Design
This document aims to answer questions about design. There is some leeway with respect to how the models are designed.
Models
In the case that we have repositories, blobs, and image manifests that connect the two, you could imagine a design that has blobs shared between images and repositories, or one that is more redundant to keep a storage namespace based on repositories, that way no two repositories can share the exact same blob. Or more specifically:
- Having blobs linked 1:1 to a repository, and then referenced in Image Manifests only belonging to that repository (you wouldn’t need to worry about blob sharing across repositories, and cleanup would be limited to ensuring the blob only isn’t needed by the repository in question)
- Having blobs linked to Image Manifests, which are linked to Repositories.
- Having blobs not linked to any Image Manifest or Repository and shared amongst all blobs (and for this implementation idea you would need to ensure that blobs are not deleted that are still being used, and that there aren’t any security loopholes with someone uploading a blob that would be used by another repository.
While the last design is more space efficient, is does potentially introduce security and cleanup issues when sharing blobs. For this reason, we choose the second design - by way of the distribution-spec having the repository name as a parameter to most requests, we can easily link each of blobs and Image manifests to a repository directly. For more detail about the distribution-spec, we recommend that you look at the distribution-spec repository. The remainder of this section briefly discusses models.
Repository
A repository is a namespace like myorg/myrepo
that has one or more image manifests,
or lists of blobs associated with a set of metadata. A repository will be owned by a user,
and optionally have additional contributors, and finally, be optionally private.

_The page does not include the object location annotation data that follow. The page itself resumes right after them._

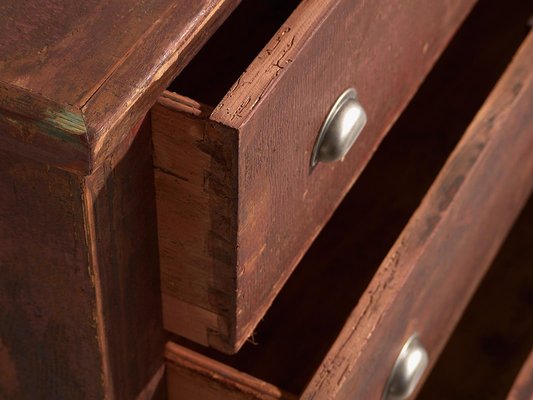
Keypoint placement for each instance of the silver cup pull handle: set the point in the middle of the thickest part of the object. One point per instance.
(407, 371)
(345, 121)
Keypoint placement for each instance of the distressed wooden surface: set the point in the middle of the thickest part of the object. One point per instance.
(495, 335)
(80, 301)
(195, 168)
(193, 376)
(49, 338)
(76, 76)
(276, 108)
(425, 282)
(121, 224)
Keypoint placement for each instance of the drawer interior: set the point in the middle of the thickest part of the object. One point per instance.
(495, 334)
(306, 317)
(218, 65)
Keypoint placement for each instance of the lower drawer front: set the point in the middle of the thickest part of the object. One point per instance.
(238, 201)
(435, 265)
(523, 386)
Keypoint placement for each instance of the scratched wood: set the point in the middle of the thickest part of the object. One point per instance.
(76, 76)
(272, 115)
(80, 308)
(430, 273)
(49, 341)
(193, 376)
(121, 227)
(494, 338)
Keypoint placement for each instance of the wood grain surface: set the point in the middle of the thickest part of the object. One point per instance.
(80, 292)
(195, 174)
(119, 198)
(494, 337)
(49, 339)
(193, 376)
(431, 272)
(88, 71)
(275, 110)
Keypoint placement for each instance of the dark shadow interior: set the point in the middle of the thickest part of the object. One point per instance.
(306, 317)
(495, 335)
(231, 49)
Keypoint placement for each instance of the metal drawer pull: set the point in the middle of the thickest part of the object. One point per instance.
(407, 371)
(342, 126)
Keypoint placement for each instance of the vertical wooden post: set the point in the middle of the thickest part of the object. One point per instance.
(79, 281)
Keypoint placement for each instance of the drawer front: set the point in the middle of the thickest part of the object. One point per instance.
(430, 273)
(256, 181)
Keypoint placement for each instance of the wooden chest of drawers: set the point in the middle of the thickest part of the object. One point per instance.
(160, 186)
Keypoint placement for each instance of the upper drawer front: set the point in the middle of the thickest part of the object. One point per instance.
(239, 180)
(430, 273)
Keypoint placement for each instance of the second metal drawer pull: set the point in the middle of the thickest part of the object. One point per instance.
(407, 371)
(342, 126)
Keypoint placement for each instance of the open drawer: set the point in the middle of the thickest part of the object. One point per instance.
(490, 348)
(238, 199)
(421, 286)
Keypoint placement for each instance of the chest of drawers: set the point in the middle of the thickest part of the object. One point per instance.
(167, 166)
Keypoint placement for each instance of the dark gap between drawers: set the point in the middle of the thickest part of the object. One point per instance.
(495, 335)
(311, 309)
(226, 55)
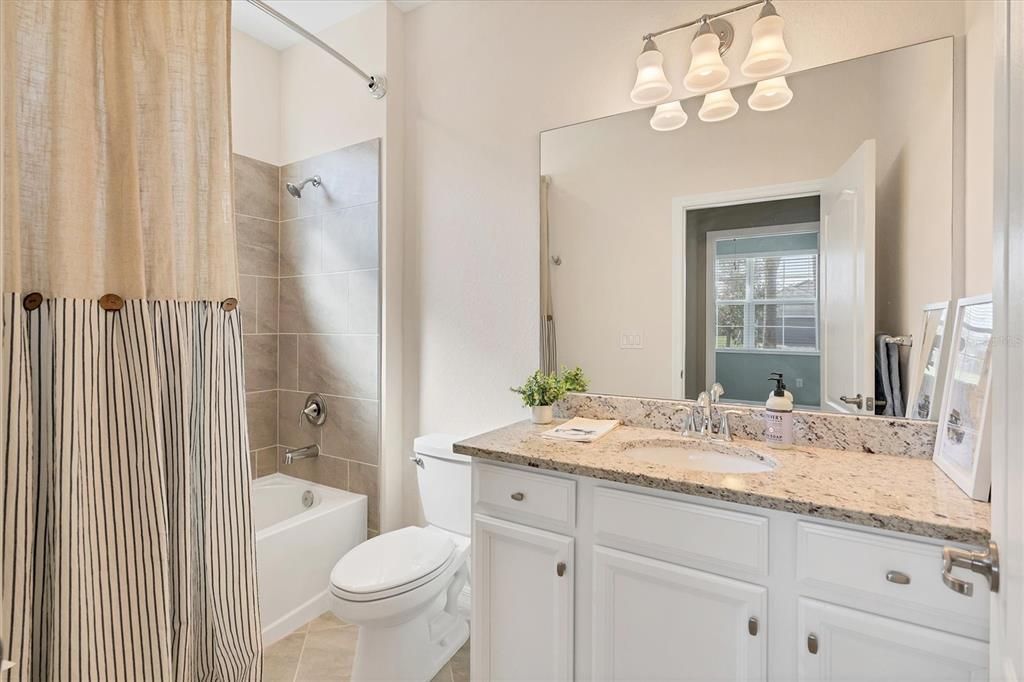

These last set of features are not yet implemented.
Images
An image model is technically referring to an image manifest. This means it points to one or more blobs, and has metadata about an image. The image manifest itself is stored in the exact same byte stream as it’s provided (BinaryField), and the blobs and annotations are extracted after parsing from string to json. An image (manifest) is also directly linked (or owned) by a repository, and each manifest has a many to many relationship to point to one or more blobs
Blobs
A blob is a binary (a FileField) along with a content type that is uploaded by a client. The general workflow for a push is to provide a set of blobs associated with an image manifest and repository. For the implementation here, we link blobs off the bat with a repository (and storage honors this structure as well) and then either use POST, PUT, or PATCH to do a monolithic or chunked upload. Blobs are then referenced in image manifests and can be requested for pull by an oci compliant client. To eventually support remote file storage, blobs have both a datafile (FileField) and a remotefile that would allow for a remote address (not yet used).
Tag
A tag is typically a small string to describe a version of a manifest, e.g., “latest.” Tags fall under the general description of a “digest” which can also include a sha256 sum. In the case of the implementation here, Tags are represented in their own table, and have fields for a name, and then a foreign key to a particular image. This means that one image can have more than one tag, and tags are not shared between images.
Annotation
Akin to a tag, an annotation also stores a foreign key to a particular image, but instead of just a name, we hold a key and value pair. For both these strategies, while it might be redundant to store “the same” tag or annotation for different repositories, this approach is taken to mirror the design choice to not have shared model instances between repositories. This design choice could of course change if there is compelling reason.